As the global race for artificial intelligence dominance heats up, Nvidia’s boss is urging Washington to play a smarter, longer game.
Nvidia CEO Jensen Huang says the US can stay ahead in AI, but only if it avoids cutting itself off from China’s massive pool of developers and technology users. Speaking at the company’s conference in Washington this week, Huang emphasized that the US needs to maintain engagement with China while protecting its national interests.
“A policy that causes America to lose half of the world’s developers is not beneficial long-term,” he said, according to Bloomberg. “Keeping US technology in front requires finesse. It requires balance. It requires long-term thinking.”
The Nvidia chief has repeatedly argued that the US risks weakening its own tech ecosystem if Chinese developers are pushed toward homegrown platforms. He reiterated that point at the company’s event, where he said, per Reuters: “We want America to win this AI race. No doubt about that… But we also need to be in China to win their developers.”
Huang warned that shutting out China completely could backfire, harming US innovation and pushing Beijing to accelerate its own chip-manufacturing ambitions.
China’s market: once 95%, now zero
Nvidia once commanded the vast majority of the AI chip market in China, but that is no longer the case. Huang noted that the company has gone from a 95% peak market share in China to zero, as export restrictions and shifts in Chinese policy disrupted its business.
He said that, while the US government has allowed Nvidia to ship certain chips to China, Beijing has discouraged companies from buying them. “They’ve made it very clear that they don’t want Nvidia to be there right now,” Huang said, as reported by Bloomberg.
Still, Chinese firms remain interested in Nvidia’s cutting-edge processors and software ecosystem.
The Blackwell question and presidential talk
The geopolitical tension was thrust into the spotlight when US President Donald Trump spoke ahead of his meeting with President Xi Jinping.

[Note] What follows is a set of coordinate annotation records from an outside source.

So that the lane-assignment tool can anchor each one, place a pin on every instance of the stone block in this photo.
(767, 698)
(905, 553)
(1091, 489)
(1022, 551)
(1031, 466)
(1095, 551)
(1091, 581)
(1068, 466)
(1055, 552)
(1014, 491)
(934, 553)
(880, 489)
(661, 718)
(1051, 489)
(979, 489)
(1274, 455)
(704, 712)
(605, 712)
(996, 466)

Trump initially fueled investor hope by saying he would discuss Nvidia’s latest, “super duper” Blackwell AI processors with his Chinese counterpart. The comments helped push Nvidia’s stock to a new high, briefly making it the first company to be valued at over $5 trillion.
However, after meeting with Mr Xi in South Korea, Trump later clarified today that while chips in general were discussed, the highly restricted Blackwell accelerators were not on the table. Instead, he said the US role was to be an “arbitrator or the referee,” leaving China to speak directly with Nvidia about buying less-advanced chips.
Just this week, Nvidia made history by becoming the first company ever to surpass a $5 trillion market capitalization.